Sarah goes for very relaxed, maybe a little too relaxed casual and sporty. It somehow doesn't match with Charles's suit and tie as they stroll along the promenade. (A couple should speak the same sartorial language at the same time. It shows you're a couple.)

It takes Cherie Blair to remind us that clothes do not maketh the woman or her husband. She's really quite pretty in the flesh. Nice creamy unblemished flesh it is too. Shiny bouncy hair and marvellous eyes.

But she's a sartorial disaster. Some women have no sense of style - it's not a federal offence - and Cherie is one of those people. She's helped, she's advised, she tries, she buys. Yes, of course she's made enormous fashion strides during the last five years but she was, as they say, coming from behind. Way behind.

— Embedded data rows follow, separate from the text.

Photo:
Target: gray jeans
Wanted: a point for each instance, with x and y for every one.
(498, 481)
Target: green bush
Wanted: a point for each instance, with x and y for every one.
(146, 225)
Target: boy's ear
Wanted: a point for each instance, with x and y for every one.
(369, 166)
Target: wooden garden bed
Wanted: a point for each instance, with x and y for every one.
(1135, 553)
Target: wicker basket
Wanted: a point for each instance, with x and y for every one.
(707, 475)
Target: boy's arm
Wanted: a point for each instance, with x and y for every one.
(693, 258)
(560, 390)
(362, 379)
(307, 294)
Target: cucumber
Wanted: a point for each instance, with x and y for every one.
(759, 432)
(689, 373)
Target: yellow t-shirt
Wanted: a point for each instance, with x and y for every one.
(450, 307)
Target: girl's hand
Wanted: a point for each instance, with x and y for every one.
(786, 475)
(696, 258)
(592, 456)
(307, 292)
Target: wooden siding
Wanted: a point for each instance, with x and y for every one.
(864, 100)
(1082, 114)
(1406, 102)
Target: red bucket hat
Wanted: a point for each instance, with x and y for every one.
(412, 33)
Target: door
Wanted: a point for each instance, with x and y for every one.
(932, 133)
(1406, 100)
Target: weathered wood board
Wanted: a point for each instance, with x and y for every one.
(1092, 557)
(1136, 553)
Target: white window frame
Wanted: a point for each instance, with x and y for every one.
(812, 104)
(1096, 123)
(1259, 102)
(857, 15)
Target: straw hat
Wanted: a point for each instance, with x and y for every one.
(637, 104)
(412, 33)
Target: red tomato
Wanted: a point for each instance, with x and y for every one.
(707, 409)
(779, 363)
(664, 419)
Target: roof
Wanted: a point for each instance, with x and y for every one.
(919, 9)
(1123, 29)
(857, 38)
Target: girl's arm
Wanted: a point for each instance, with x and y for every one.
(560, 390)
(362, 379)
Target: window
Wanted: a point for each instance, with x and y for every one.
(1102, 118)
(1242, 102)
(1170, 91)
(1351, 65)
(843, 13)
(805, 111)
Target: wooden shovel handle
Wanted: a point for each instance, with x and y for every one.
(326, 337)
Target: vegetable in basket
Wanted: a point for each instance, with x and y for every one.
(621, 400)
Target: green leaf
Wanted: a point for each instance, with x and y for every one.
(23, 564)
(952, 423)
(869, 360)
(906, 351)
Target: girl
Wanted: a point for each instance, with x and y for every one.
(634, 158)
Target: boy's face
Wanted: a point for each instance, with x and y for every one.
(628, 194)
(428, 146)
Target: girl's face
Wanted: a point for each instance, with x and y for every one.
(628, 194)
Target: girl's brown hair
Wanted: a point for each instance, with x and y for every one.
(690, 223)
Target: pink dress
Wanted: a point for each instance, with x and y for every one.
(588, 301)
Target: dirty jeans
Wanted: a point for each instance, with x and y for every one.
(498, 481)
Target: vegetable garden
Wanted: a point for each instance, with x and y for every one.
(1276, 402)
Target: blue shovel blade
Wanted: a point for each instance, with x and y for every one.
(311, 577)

It'll take her seven years at least to catch up. Occasionally she passes muster but most of the time you look at her outfits and wonder - why? She tried this Party Conference in a too short Agnes B leather suit. This should have made her think does my bum look big in this - but oddly it didn't .

She tried in a trouser suit and crimson striped shirt worn outside her trousers. You have to presume she tried in a black and white transparent frilly paisley patterned jacket. Listen - maybe it was a you-had-to-be-there moment.

She doesn't do pared down elegance, she does mad lunges at new looks. Same as Tony and his ties. How did Tony get away with making a speech about the evils of Saddam Hussein whilst committing the criminal offence of wearing that large pale purple tie?

Cherie Blair
No pared down elegance. But still a role model
How did he spend time with sexy ole Bill Clinton and super-cool Kevin Spacey while sporting that monstrously chirpy Oklahoma yellow and blue check tie?

Cherie is a desirable, clever, amazingly talented woman. Never has a prime minister's wife been so able, so equal, such a role model. If she were fashionable and stylish, if Giorgio Armani declared her his muse, if designers leaped to dress her, if Donatella wanted her ringside - I might consider killing myself.

Marcelle d'Argy Smith is the former editor of Cosmopolitan and Woman's Journal.


Add your comments here by using the form below.

You're joking about Mrs Duncan Smith, right? The silver jacket is ghastly and far too big for her petite frame, the grey suit is bland and boring, and the dress is just hideous - it defies description! Not even the Dynasty girls would have been seen dead in that, surely?!
Sarah, UK

Why all the fuss about Teresa May's shoes? She goes to the same gym as me and they ought to see her after she's finished her workout at 7.30 in the morning!
Anon , UK

Germaine Greer once said something about the type of shoes Teresa May was wearing. Style (what style?) over substance just about typifies the value of the recent party conferences.